Chanel, Blazy'nin Stüdyo, Atölyeler ve Maisons d'art ile devam eden bir diyalog yoluyla efsanevi moda evin kodları ve mirasıyla oynayabileceği konusunda oldukça eminiz. Üstelik Blazy'nin curetkar kişiliği, yaratıcılığa yönelik yenilikçi ve güçlü yaklaşımını da unutmamız gerek. Blazy gibi donanımlı bir kreatif direktörün ayrıca zanaatkarlığa ve detaycılığa olan bağlılığı, Chanel gibi tarihi bir moda devini yepyeni ve heyecan dolu bir geleceğe götüreceğinden emin olmak çok isteriz doğrusu.
Bu şüphesiz moda dünyasındaki en çok arzulanan iş pozisyonu olsa da aynı zamanda dünyanın ikinci büyük moda markası için yılda 10 koleksiyon hazırlamak ve sunmak büyük bir özveri ve muazzam bir disiplin gerektirir. Verilere bakılırsa bu son derece akıllıca düşünülmüş bir atama.
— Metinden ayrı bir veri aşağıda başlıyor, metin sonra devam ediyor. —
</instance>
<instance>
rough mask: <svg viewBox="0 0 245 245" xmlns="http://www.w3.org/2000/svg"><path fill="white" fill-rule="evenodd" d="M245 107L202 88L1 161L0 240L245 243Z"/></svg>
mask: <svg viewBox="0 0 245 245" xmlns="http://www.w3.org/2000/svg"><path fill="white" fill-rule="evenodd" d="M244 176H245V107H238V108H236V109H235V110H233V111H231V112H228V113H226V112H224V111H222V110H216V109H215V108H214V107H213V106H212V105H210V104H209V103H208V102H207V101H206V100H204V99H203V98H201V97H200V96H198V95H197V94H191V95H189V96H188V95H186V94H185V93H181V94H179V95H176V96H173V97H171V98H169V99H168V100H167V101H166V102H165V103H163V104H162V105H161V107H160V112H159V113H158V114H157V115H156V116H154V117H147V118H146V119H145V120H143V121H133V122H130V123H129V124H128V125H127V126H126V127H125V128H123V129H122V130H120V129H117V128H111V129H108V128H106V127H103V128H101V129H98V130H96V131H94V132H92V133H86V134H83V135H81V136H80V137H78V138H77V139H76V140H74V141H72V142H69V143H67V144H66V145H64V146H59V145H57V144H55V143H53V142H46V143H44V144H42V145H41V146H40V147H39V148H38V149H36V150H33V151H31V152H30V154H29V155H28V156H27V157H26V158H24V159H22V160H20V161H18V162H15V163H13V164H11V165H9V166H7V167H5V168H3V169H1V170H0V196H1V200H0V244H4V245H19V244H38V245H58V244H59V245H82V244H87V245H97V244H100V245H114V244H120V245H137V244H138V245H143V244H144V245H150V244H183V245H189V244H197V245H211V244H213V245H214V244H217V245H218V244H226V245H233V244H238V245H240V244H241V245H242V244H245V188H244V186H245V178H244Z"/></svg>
İddialı bir ‘risk’ listesi
Genç neslin en saygı duyulan isimlerinden bazılarının altında sessizce çalışan Paris doğumlu tasarımcı, Phoebe Philo, Raf Simons, ve ardından 2021'de Bottega Veneta'daki atamasıyla aniden ünlendi. Blazy şimdiye kadar markaya dışardan katılan yalnızca üçüncü tasarımcı olarak tarihe geçti ve kendisi de Coco Chanel'i takip eden Karl Lagerfeld'in izinden gittiğini açıkça görebiliyoruz. Şüphesiz Blazy üzerindeki her türlü baskı şimdiden çok büyük olacağına benziyor. Hatta ilk koleksiyonunu üretmek için Ekim 2025'e kadar vakti var, ama en azından Chanel’in yönetimi markanın içine yeni bir kreatif direktörün yerleşmesi ciddi bir adım olduğunu ve bunun için epey bir zaman tanımaya hazır olduğunu da böylece gösteriyor ve Blazy'yi tam kadro olarak destekliyor. Öte yandan, yeni bir sanat yönetmeninin başarısı, gazeteciler, moda basını, etkili kişiler namı-diğer moda ve stil influencerlar ve ünlüler gibi aktif, baskın kültürel aracıların, yeni koleksiyonları nasıl algıladığına da bağlı. Kısacası, bu işin sonunda risk hep vardır ve bu yüzden özellikle Blazy'ye aşırı derecede ciddi bir efor ve mesai düşüyor!
Moda evleri, yönetmenin yaratıcılığını sergileyerek ve vizyonunu kamyonu için deşifre ederek bu zevk sahiplerinden onay almaya hep çalışır, lakin Chanel şimdi belirleyici bir an ile karşı karşıya. Diğer köklü markalar gibi, Chanel’in de kendini dikkatli ve yaratıcı bir şekilde yeniden icat etme ihtiyacı mutlaka var. Mirasına saygı göstermek en önemli husus olmaya devam ederken, Chanel'in büyük moda evleri arasındaki yerini korumasını sağlamak için cesur kararlar almasını ve belki de sıradışı koleksiyonları sergilemesi gerekebilir.
Neticide, bu hassas geçiş, markanın geçmişine sadık kalırken geleceğin zorluklarını da kucaklayan yeni bir bölüm yazması için aslına mükemmel bir fırsat.